One of the Great Feasts of the Church, the Annunciation of the Theotokos, typically happens during Lent. It is celebrated at about the equinox—where hours of daylight and of darkness are equal—yet in the springtime, the light is beginning to gain prominence, the Saviour is come and the darkness cannot withstand the onslaught.
The Apostle Luke narrates to us the event.
Our world would find this a very strange event because our world has rejected belief in angels and the spiritual world. Indeed, many who call themselves Christian have rejected them—”Angels are fine for moral stories, fairytales on the level of Aesop’s Fables,” they tell themselves, “but have no place in our modern understanding.” They may have reasoned: “We will be ridiculed if we believe in angels.”
But this is not the view presented in the Bible. If the Resurrection is true, if we believe that though we die we will rise again, then angels must be true. God in his mercy set angels over Creation to govern each aspect, to lead us to the Truth. But humanity, when they encountered these spiritual beings, offered them worship rather than worshipping the Creator; the nations of the Earth rejected the Creator for the sake of worshipping created beings. We know of some of these events from antiquity, written from the perspective of the “victor”—for example, the overthrow of Cronus where one of the sons of God, Zeus, usurped his father’s place.

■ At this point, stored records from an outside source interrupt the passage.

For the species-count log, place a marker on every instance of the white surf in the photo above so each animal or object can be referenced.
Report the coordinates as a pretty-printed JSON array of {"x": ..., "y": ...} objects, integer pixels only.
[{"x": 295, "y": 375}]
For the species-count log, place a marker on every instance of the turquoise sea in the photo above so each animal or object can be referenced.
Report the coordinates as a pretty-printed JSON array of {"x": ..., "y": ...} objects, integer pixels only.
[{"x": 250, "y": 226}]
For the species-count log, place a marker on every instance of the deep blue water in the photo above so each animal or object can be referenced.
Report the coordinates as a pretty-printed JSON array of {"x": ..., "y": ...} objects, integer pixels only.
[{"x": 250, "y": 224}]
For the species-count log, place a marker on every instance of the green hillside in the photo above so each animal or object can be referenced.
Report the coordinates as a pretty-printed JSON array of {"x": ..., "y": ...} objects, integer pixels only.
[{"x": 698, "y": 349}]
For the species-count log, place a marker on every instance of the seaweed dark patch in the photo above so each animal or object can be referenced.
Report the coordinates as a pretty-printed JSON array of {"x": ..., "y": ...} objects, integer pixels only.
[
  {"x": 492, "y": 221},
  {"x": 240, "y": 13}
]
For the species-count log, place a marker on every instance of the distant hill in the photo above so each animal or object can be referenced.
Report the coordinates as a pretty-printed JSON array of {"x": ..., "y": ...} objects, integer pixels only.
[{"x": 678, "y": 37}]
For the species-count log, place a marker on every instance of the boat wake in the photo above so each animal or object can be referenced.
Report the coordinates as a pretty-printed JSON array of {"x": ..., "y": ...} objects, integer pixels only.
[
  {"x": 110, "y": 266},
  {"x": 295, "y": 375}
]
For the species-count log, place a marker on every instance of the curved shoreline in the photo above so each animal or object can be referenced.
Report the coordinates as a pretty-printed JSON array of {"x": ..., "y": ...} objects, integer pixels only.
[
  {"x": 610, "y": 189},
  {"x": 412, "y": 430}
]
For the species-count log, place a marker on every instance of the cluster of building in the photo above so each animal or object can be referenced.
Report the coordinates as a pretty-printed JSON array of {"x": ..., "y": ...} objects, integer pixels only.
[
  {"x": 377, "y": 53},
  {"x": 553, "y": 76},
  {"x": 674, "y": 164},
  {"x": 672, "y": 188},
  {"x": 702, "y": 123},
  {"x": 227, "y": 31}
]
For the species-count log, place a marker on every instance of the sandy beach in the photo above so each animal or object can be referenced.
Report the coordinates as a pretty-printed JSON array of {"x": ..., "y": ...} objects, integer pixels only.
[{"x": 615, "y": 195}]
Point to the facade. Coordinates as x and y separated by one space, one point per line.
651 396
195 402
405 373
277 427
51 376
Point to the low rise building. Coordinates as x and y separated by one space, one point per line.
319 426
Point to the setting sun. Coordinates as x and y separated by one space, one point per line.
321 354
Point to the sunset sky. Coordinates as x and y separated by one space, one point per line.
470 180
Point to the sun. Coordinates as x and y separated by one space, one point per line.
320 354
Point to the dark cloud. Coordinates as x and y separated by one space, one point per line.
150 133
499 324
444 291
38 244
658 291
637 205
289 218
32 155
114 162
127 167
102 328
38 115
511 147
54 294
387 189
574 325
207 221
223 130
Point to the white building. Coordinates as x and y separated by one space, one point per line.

Yet God, in his love for us, did not forsake us: he was able to find one who would offer worship to God and not to creatures, Abraham. And from Abraham came Isaac, and from Isaac Jacob, and from Jacob came the Twelve Patriarchs and a new nation who was called to remain faithful. And out of this new nation came one who could say in all purity and holiness to the Archangel, “Behold, I am the handmaid of the Lord; let it be to me according to your word.”
My dear brothers and sisters, the Theotokos was not shocked to see an angel before her: she knew of their existence and of the existence of demons also. And by her word the Word became human that we might become divine. Pray that we too may be aware of angels and demons that we may ask the prayers of the former and contend against the latter.